4. Make Essential Health Benefits Truly Essential
The more services the government forces private insurers to provide, the higher the cost of insurance becomes, which defeats the titular purpose of the “Patient Protection and Affordable Care Act.” Obamacare dictates that plans cover 10 Essential Health Benefits that not everybody finds essential. This necessarily inflates costs for everybody as it mandates coverage for a range of services few use. For instance, most people do not regard birth control and mental-health services as essential to their well-being. Why not, beyond catastrophic coverage, allow consumers to determine essential and nonessential, which necessarily differs from person to person?

3. Controlling Behavioral Diseases by Controlling Behavior
A study published in the Journal of the American Medical Association in late 2016 showed that the most dramatic increases in health care spending come as a result of largely preventable diseases. “Modeled estimates of US spending on personal health care and public health showed substantial increases from 1996 through 2013,” the study notes, “with spending on diabetes, ischemic heart disease, and low back and neck pain accounting for the highest amounts of spending by disease category.” The average age of Americans going from 28 to 38 since the 1970s provides an unsatisfying answer to part of the rise in costs about which neither individuals nor government can do much. But obesity, which skyrocketed to more than one in three from one in 10 in the 1950s, appears as a problem that government, and more so individuals, can do something to alleviate. Rates of smoking declining from 42 percent a half century ago to about 15 percent today occurred because of a combination of factors, including governmental pressure and personal responsibility, modifying unhealthy behavior. Should this happen with obesity, costs on the three most expensive health problems plaguing Americans decrease substantially.
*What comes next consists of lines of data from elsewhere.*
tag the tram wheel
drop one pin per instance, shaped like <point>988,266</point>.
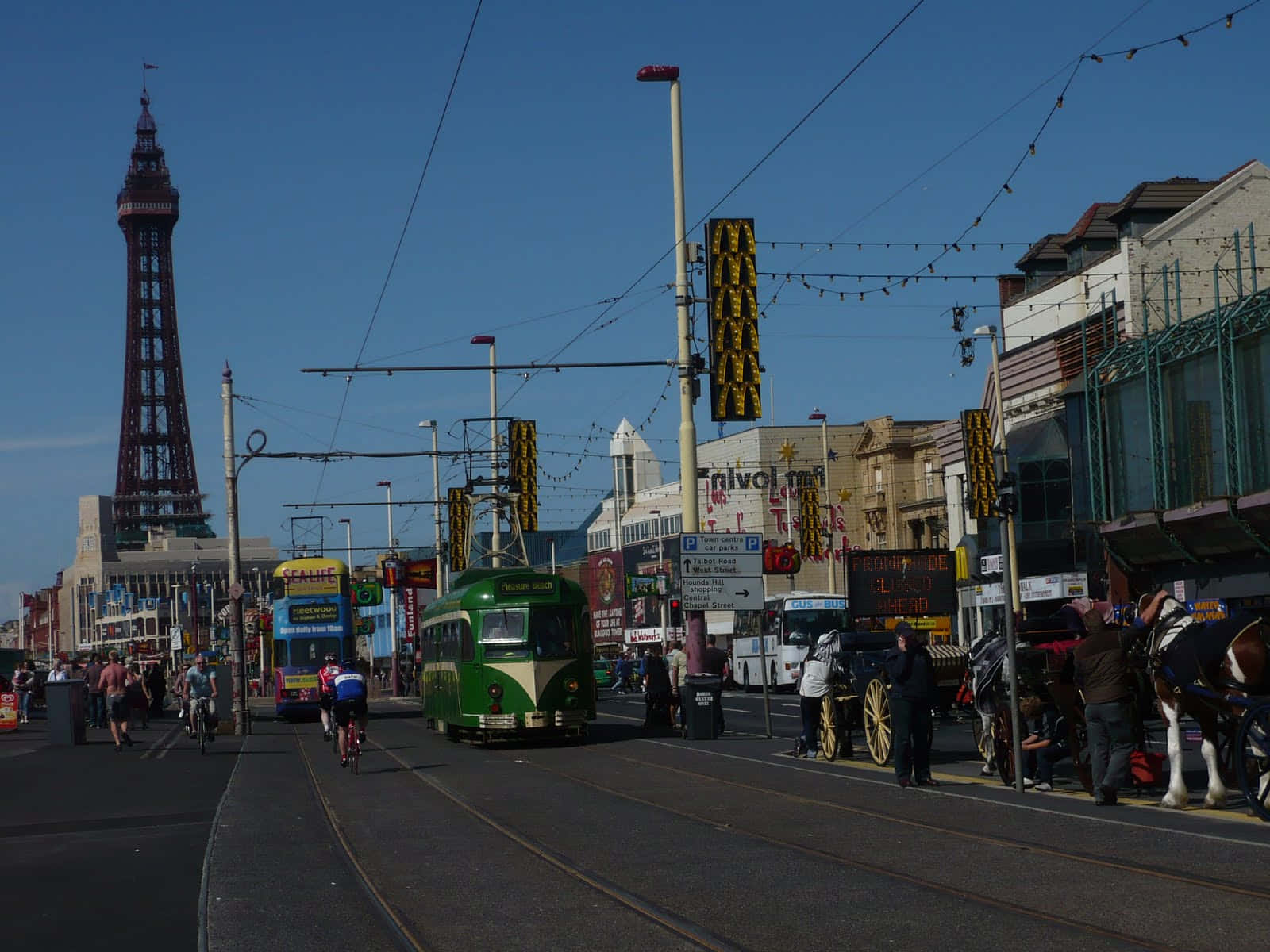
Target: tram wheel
<point>878,734</point>
<point>829,731</point>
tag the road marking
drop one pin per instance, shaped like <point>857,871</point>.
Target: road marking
<point>159,743</point>
<point>927,791</point>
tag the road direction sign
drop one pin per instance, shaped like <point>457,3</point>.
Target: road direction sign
<point>740,564</point>
<point>706,593</point>
<point>721,543</point>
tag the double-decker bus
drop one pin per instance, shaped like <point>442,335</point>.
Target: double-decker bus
<point>770,644</point>
<point>507,654</point>
<point>313,615</point>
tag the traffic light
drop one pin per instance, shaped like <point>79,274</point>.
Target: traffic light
<point>1007,494</point>
<point>781,560</point>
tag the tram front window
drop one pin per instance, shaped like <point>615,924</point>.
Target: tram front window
<point>806,626</point>
<point>552,632</point>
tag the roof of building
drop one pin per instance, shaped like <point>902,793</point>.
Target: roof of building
<point>1168,196</point>
<point>1049,248</point>
<point>1094,225</point>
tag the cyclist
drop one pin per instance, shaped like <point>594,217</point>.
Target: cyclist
<point>327,692</point>
<point>349,702</point>
<point>200,683</point>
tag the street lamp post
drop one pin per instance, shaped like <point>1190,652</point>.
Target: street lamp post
<point>695,621</point>
<point>436,503</point>
<point>495,539</point>
<point>1009,564</point>
<point>660,596</point>
<point>397,670</point>
<point>829,505</point>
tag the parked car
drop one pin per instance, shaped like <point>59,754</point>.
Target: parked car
<point>603,673</point>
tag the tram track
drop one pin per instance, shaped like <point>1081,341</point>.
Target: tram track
<point>398,931</point>
<point>860,865</point>
<point>982,838</point>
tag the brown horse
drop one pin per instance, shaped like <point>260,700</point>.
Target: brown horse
<point>1195,670</point>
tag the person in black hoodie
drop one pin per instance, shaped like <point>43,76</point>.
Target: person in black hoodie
<point>912,695</point>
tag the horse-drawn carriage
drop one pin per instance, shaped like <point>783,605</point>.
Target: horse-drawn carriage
<point>860,696</point>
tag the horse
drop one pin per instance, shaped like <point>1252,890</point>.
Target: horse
<point>1195,670</point>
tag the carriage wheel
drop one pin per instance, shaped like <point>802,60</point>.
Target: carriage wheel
<point>878,734</point>
<point>829,730</point>
<point>1003,747</point>
<point>1079,742</point>
<point>1253,758</point>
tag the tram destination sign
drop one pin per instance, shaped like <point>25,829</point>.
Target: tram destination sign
<point>901,582</point>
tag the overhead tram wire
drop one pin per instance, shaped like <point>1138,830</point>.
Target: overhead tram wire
<point>397,251</point>
<point>728,194</point>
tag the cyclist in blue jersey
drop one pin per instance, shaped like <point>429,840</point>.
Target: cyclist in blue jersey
<point>349,702</point>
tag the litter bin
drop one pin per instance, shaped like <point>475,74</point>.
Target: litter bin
<point>65,704</point>
<point>702,704</point>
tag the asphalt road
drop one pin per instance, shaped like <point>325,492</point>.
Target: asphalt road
<point>628,842</point>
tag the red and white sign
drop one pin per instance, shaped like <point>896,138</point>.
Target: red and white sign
<point>8,711</point>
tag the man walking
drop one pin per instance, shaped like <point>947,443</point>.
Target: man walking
<point>114,682</point>
<point>95,701</point>
<point>1103,678</point>
<point>912,693</point>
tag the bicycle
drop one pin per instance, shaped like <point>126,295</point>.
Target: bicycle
<point>353,746</point>
<point>201,724</point>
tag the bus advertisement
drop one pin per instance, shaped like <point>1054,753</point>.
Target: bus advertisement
<point>770,644</point>
<point>313,616</point>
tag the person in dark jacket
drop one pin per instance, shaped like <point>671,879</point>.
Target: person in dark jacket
<point>1103,678</point>
<point>912,695</point>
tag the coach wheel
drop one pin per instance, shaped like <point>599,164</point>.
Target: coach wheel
<point>829,731</point>
<point>878,734</point>
<point>1253,758</point>
<point>1003,747</point>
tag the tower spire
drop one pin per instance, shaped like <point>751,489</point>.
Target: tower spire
<point>156,486</point>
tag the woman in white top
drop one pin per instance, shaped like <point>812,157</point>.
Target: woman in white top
<point>813,685</point>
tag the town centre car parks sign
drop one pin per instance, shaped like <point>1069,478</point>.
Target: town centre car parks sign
<point>722,570</point>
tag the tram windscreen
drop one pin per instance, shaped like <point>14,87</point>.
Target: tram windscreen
<point>806,626</point>
<point>552,632</point>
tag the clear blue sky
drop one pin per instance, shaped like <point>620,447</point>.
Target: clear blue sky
<point>296,133</point>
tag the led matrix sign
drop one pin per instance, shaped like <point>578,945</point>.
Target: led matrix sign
<point>901,582</point>
<point>460,514</point>
<point>979,469</point>
<point>734,376</point>
<point>524,440</point>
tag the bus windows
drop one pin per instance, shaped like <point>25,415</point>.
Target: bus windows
<point>552,630</point>
<point>502,628</point>
<point>310,651</point>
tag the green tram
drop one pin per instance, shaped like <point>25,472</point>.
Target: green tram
<point>507,654</point>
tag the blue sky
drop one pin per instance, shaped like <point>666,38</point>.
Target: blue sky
<point>296,135</point>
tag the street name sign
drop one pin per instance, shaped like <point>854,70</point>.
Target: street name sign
<point>721,593</point>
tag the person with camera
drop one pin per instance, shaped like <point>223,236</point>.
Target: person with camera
<point>912,695</point>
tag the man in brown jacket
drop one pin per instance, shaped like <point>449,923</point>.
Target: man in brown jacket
<point>1103,677</point>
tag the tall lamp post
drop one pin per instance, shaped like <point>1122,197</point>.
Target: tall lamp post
<point>348,535</point>
<point>829,507</point>
<point>1009,562</point>
<point>495,539</point>
<point>397,672</point>
<point>436,503</point>
<point>695,621</point>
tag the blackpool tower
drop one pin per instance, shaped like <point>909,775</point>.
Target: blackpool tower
<point>156,486</point>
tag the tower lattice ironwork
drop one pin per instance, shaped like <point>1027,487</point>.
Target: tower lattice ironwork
<point>156,486</point>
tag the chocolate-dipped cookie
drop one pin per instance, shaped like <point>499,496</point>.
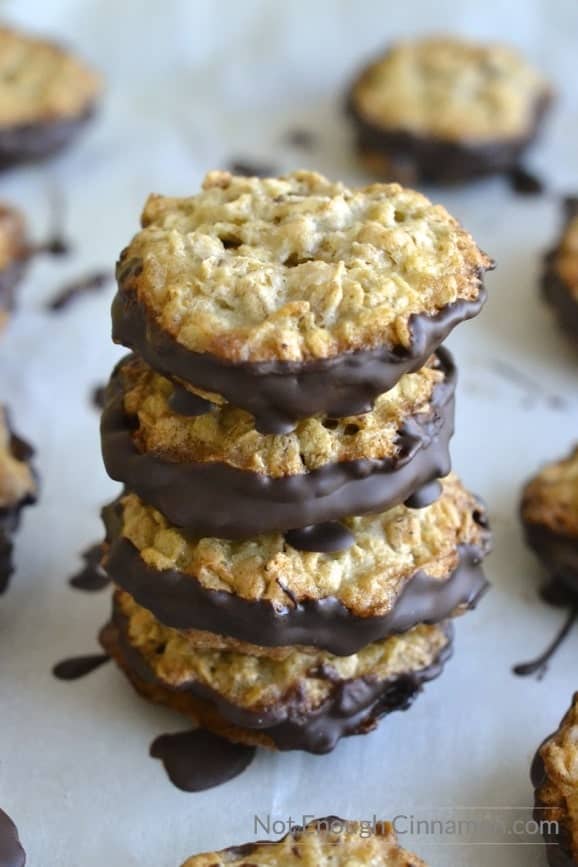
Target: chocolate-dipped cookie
<point>327,842</point>
<point>211,473</point>
<point>13,257</point>
<point>17,489</point>
<point>549,511</point>
<point>445,110</point>
<point>305,701</point>
<point>555,780</point>
<point>560,276</point>
<point>46,97</point>
<point>405,566</point>
<point>291,297</point>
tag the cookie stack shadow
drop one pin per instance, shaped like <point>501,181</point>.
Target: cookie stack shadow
<point>290,546</point>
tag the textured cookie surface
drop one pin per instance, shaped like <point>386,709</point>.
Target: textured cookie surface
<point>368,577</point>
<point>564,259</point>
<point>228,435</point>
<point>550,499</point>
<point>451,90</point>
<point>17,482</point>
<point>328,842</point>
<point>557,796</point>
<point>41,82</point>
<point>259,682</point>
<point>296,268</point>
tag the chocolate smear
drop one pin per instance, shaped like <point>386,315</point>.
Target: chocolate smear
<point>251,169</point>
<point>70,292</point>
<point>524,182</point>
<point>11,852</point>
<point>326,538</point>
<point>79,666</point>
<point>539,666</point>
<point>92,576</point>
<point>198,760</point>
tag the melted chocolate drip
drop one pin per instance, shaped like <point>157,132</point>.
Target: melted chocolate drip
<point>326,538</point>
<point>91,283</point>
<point>198,760</point>
<point>79,666</point>
<point>11,852</point>
<point>53,246</point>
<point>184,402</point>
<point>92,576</point>
<point>251,169</point>
<point>524,182</point>
<point>425,496</point>
<point>539,666</point>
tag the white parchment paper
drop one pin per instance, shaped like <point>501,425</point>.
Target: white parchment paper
<point>190,86</point>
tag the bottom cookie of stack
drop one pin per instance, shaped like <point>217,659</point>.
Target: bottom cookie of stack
<point>303,699</point>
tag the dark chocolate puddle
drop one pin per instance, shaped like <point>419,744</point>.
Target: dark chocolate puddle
<point>184,402</point>
<point>198,760</point>
<point>539,666</point>
<point>92,576</point>
<point>251,168</point>
<point>79,666</point>
<point>92,282</point>
<point>525,183</point>
<point>11,852</point>
<point>327,538</point>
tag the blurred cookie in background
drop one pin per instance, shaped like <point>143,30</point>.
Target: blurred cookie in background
<point>560,276</point>
<point>18,488</point>
<point>327,842</point>
<point>46,97</point>
<point>446,110</point>
<point>555,779</point>
<point>13,257</point>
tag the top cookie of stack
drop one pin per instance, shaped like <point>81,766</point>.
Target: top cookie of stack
<point>287,385</point>
<point>294,296</point>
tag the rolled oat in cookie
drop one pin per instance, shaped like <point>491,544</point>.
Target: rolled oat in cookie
<point>326,842</point>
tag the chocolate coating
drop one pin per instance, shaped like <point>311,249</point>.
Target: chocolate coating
<point>11,852</point>
<point>198,760</point>
<point>278,393</point>
<point>10,515</point>
<point>558,846</point>
<point>416,158</point>
<point>10,277</point>
<point>36,141</point>
<point>180,601</point>
<point>215,499</point>
<point>354,708</point>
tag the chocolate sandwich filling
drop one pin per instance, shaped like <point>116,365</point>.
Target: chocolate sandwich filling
<point>278,393</point>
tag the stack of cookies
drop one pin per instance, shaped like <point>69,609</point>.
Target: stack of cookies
<point>286,558</point>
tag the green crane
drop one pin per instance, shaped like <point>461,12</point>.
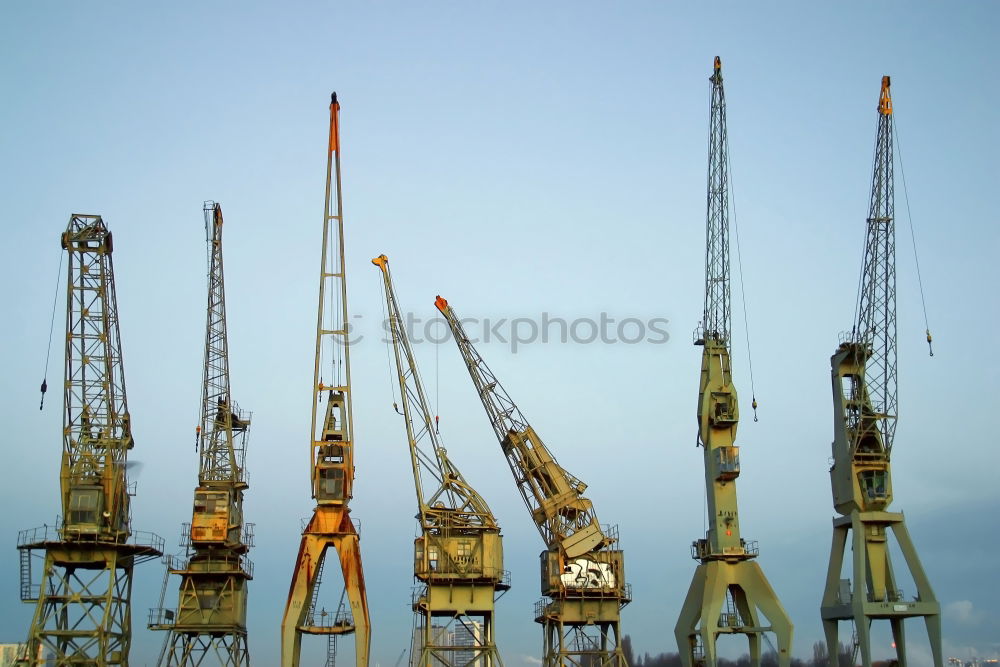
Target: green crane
<point>729,590</point>
<point>458,558</point>
<point>83,604</point>
<point>863,373</point>
<point>582,574</point>
<point>209,625</point>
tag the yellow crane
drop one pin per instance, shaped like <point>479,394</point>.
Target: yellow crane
<point>458,558</point>
<point>332,449</point>
<point>582,571</point>
<point>83,612</point>
<point>729,590</point>
<point>210,622</point>
<point>863,374</point>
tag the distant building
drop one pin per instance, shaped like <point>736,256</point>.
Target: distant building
<point>457,635</point>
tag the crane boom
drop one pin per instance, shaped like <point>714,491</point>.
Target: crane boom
<point>863,375</point>
<point>458,557</point>
<point>87,619</point>
<point>582,576</point>
<point>332,446</point>
<point>727,576</point>
<point>564,516</point>
<point>452,502</point>
<point>210,619</point>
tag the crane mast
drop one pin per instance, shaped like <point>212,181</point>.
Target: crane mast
<point>332,449</point>
<point>458,558</point>
<point>729,590</point>
<point>582,576</point>
<point>209,624</point>
<point>83,603</point>
<point>863,374</point>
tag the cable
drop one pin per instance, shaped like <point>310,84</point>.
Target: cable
<point>743,294</point>
<point>913,238</point>
<point>388,339</point>
<point>437,375</point>
<point>52,324</point>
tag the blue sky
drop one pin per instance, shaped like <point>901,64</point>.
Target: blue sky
<point>518,158</point>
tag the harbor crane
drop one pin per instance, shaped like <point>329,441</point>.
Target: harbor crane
<point>582,570</point>
<point>209,625</point>
<point>729,590</point>
<point>83,603</point>
<point>863,374</point>
<point>458,557</point>
<point>332,449</point>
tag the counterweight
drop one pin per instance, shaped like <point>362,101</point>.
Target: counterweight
<point>458,558</point>
<point>332,449</point>
<point>83,610</point>
<point>863,375</point>
<point>729,591</point>
<point>209,625</point>
<point>582,575</point>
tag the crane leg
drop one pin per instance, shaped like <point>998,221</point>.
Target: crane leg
<point>685,631</point>
<point>329,527</point>
<point>899,639</point>
<point>831,630</point>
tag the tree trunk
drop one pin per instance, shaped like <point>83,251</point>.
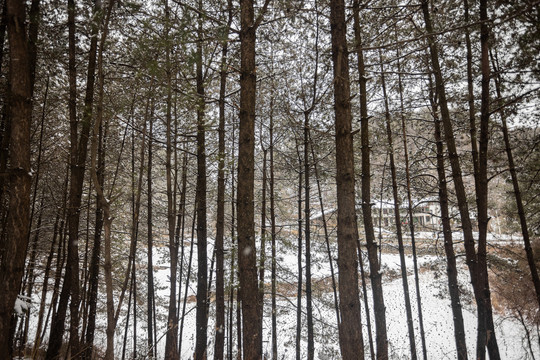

2. Hospitals Waste Billions Annually
Hospitals waste, by one estimate, $765 billion annually. “This is money.” Elizabeth McLellan, a registered nurse, tells ProPublica of her warehouse filled with unused medical equipment. “This is one of the reasons why your health insurance is so expensive.” Institutions often trash equipment, whether used or unused, once newer models come on the market. A 2017 study in JAMA Surgery demonstrated how introducing something as unburdensome as a cost-reduction scorecard saves enormous amounts of money.

1. Everyone Pays — or Everyone Pays
When somebody else picks up the check, the tab tends to become heavier. This applies to medical bills as well as bar bills. Nobody chants “co-pays for all” the way they do “free health care for all.” But what works as mantra often fails as policy. When people pay, even for a small portion of their treatments through deductibles or copays, they tend to pay attention to cost. By mandating some payment for services rendered for holders of private insurance plans and enrollees in public welfare programs, we transform spendthrift dependents into cost-conscious consumers.

Hunt Lawrence is a New York-based investor. Daniel Flynn is the author of five books.